In large classes it can be almost impossible for professors to get to know every person in the room. Professors will have office hours, which are certain days and times they are available to meet if you have any questions or want to introduce yourself. Some classes also have teaching assistants (usually called TA’s) who are there to help the professor grade papers and answer questions about the coursework.

You have to motivate yourself to go to class

In most of your classes, you won’t be graded on attendance. You will likely get a list of assignments early on so you know what’s expected of you. You might get a few reminders, but for the most part it’s up to you to manage your time. Every course and professor is different, so make sure you know what the rules are and don’t take anything for granted. Remember that you pay tuition, and that money will go to waste if you don’t show up. Even if there is nobody counting your absences, it’s still in your best interests not to miss too much class time.

When does the school year start and finish? How much time off will I have?

The exact schedule you will have to follow depends on your school and program. It’s common for universities to have two terms (or semesters) — one that starts in the fall after Labour Day and runs until mid-December, and another that starts in early January and runs until mid-April.
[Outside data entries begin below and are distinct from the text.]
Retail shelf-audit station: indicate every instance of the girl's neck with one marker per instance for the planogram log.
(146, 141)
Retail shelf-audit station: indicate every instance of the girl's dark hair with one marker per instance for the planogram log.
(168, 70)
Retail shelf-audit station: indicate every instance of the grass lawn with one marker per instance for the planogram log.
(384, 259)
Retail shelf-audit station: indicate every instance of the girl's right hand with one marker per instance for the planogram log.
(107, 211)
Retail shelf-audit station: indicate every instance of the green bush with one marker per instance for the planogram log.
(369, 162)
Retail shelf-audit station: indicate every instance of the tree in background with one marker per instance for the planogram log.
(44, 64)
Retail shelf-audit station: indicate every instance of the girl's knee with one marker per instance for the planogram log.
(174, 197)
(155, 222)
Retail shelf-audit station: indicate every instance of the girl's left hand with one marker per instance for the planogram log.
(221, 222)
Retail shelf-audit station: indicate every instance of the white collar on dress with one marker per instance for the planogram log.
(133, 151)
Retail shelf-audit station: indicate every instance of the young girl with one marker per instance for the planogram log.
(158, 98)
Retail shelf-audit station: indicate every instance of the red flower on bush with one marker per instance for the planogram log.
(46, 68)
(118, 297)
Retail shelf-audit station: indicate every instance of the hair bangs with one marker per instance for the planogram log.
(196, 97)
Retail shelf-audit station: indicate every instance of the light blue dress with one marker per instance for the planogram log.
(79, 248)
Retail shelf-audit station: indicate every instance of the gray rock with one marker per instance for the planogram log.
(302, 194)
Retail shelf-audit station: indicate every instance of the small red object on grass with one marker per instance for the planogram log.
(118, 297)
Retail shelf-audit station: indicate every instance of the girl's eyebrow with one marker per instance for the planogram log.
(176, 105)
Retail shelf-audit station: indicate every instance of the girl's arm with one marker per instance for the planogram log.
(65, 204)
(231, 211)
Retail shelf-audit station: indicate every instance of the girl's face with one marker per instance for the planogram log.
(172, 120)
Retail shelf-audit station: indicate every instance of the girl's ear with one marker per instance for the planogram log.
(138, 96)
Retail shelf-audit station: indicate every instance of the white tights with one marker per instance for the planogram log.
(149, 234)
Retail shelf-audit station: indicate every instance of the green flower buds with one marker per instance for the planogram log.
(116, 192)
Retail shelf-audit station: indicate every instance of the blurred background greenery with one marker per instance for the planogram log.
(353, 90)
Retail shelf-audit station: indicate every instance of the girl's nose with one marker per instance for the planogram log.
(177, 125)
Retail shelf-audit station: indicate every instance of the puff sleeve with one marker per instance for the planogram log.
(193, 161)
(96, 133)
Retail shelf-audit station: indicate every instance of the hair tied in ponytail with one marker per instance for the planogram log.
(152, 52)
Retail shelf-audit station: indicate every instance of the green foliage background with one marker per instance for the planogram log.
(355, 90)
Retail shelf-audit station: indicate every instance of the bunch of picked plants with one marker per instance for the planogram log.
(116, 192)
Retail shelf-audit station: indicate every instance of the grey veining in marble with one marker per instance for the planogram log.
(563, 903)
Some schools offer summer terms that allow you to keep working on your degree and shorten the overall length of time it takes to graduate. You might also have the option to begin your studies in January or during the summer, although most students follow a September-to-April schedule.

Reading week

You will probably get a reading week away from classes at some point during the year, usually around February, although some schools also have one in the fall. Most schools keep a list of important dates, including days off, on their website.


Exams usually take place at the end of each term. The number of exams you will have to write and when they’re scheduled will depend on the courses you’re studying.

What if I change my mind about something?

Sometimes things don’t work out the way you planned. You might want to move closer to home, you might realize you’re not as passionate about a subject as you thought or you might think it’s time to reconsider university altogether. These things happen, and it’s important to know that you can still ask for help if you have to make a big decision like changing programs or schools.

Transfer to a new university

If university life isn’t a good fit for you, but you want to keep pursuing a degree, you can usually transfer to another school if your grade point average (GPA) is in good standing (check with both your current and future schools about this). Before you make a final decision to leave the school you’re at, you should speak to an academic counsellor or student services counsellor to make sure it’s the right decision. These counsellors can sometimes point out things you might have overlooked, or they can help make arrangements to improve your situation. If you still intend to transfer, you should contact the recruitment/admissions office to get the process started.

Transfer from college to university

If you are at a college and want to transfer to university when you complete your diploma, you should contract the recruitment/admissions office at the university you want to attend and they will help you get started. Many colleges have agreements with universities to make sure the transfer process is as simple as possible. In some cases, you will only need to take two years of university courses to complete a degree, rather than doing the full four years.